Foertsch portrays alarming false narrative
Geary Foertsch’s letter to the editor contained a quote from CDC Director Robert Redfield: “We’re seeing, sadly, far greater suicides now than we are from COVID.” That sounded odd, so I looked it up. According to the CDC, the U.S. recorded 48,344 suicides in 2018. So far this year, in less than 10 months, about 250,000 Americans have died from COVID-19. But Redfield’s quote seemed to suggest that suicides were increasing five-fold, from less than 50,000 to more than 250,000 - in a single year! Something was off. It was the context. Foertsch didn’t provide any. The quote comes from a July webinar about the reopening of schools. Redfield was talking specifically about students, especially high school students. Students ages 15-19 do die less often from COVID-19 than suicide. That’s not true of the population as a whole. But here’s something interesting. Despite fears that COVID-19 would send suicides spiraling, preliminary figures haven’t shown that.
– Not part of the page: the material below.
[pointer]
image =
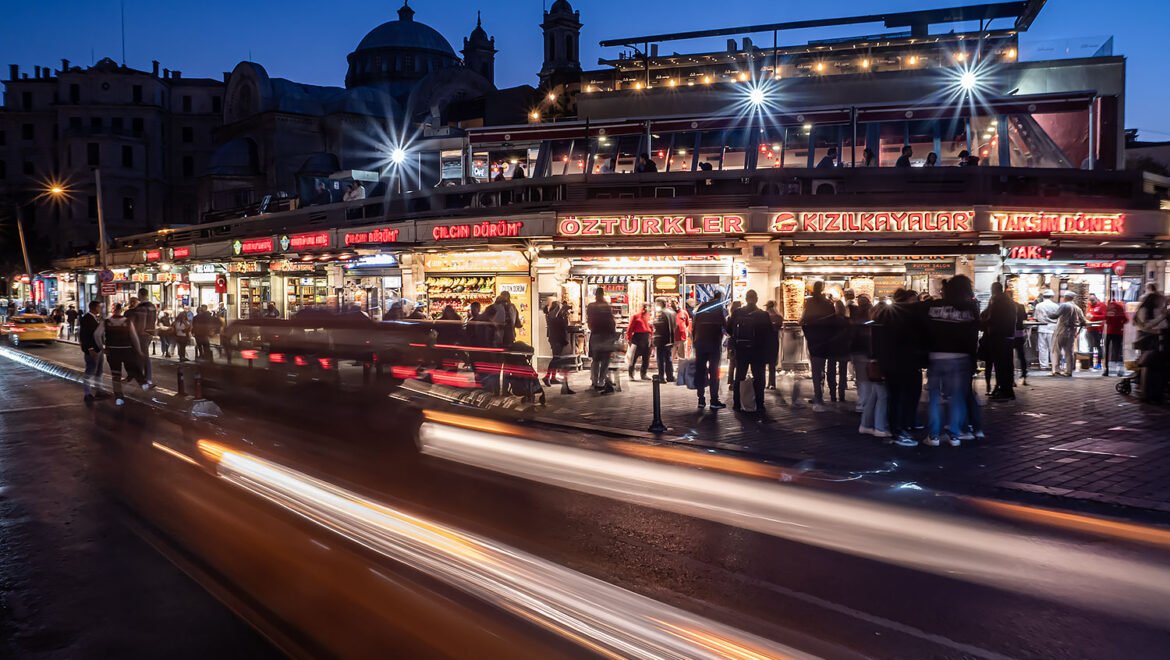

According to the Nov. 13 New Scientist, “As the world grapples with the consequences of the coronavirus pandemic, there have been widespread predictions that the fallout would lead to a rise in suicide rates. Fortunately, figures available so far suggest that this hasn’t been happening. So it is important that we now rein in this alarmist narrative to avoid creating a self-fulfilling prophecy.” Foertsch, whether through deceit or willful carelessness, preferred the “alarmist narrative.” That portion of his letter is complete bunk.
We are heading into what will likely be a long, grim winter. Dr. Peter Hotez, an infectious disease expert at the Baylor College of Medicine, said the death toll from COVID-19 could reach 400,000 by the end of January. We could lower that number if we follow the science, if we focus on defeating COVID-19. That will mean tuning out the false narrative of exploding rates of suicide.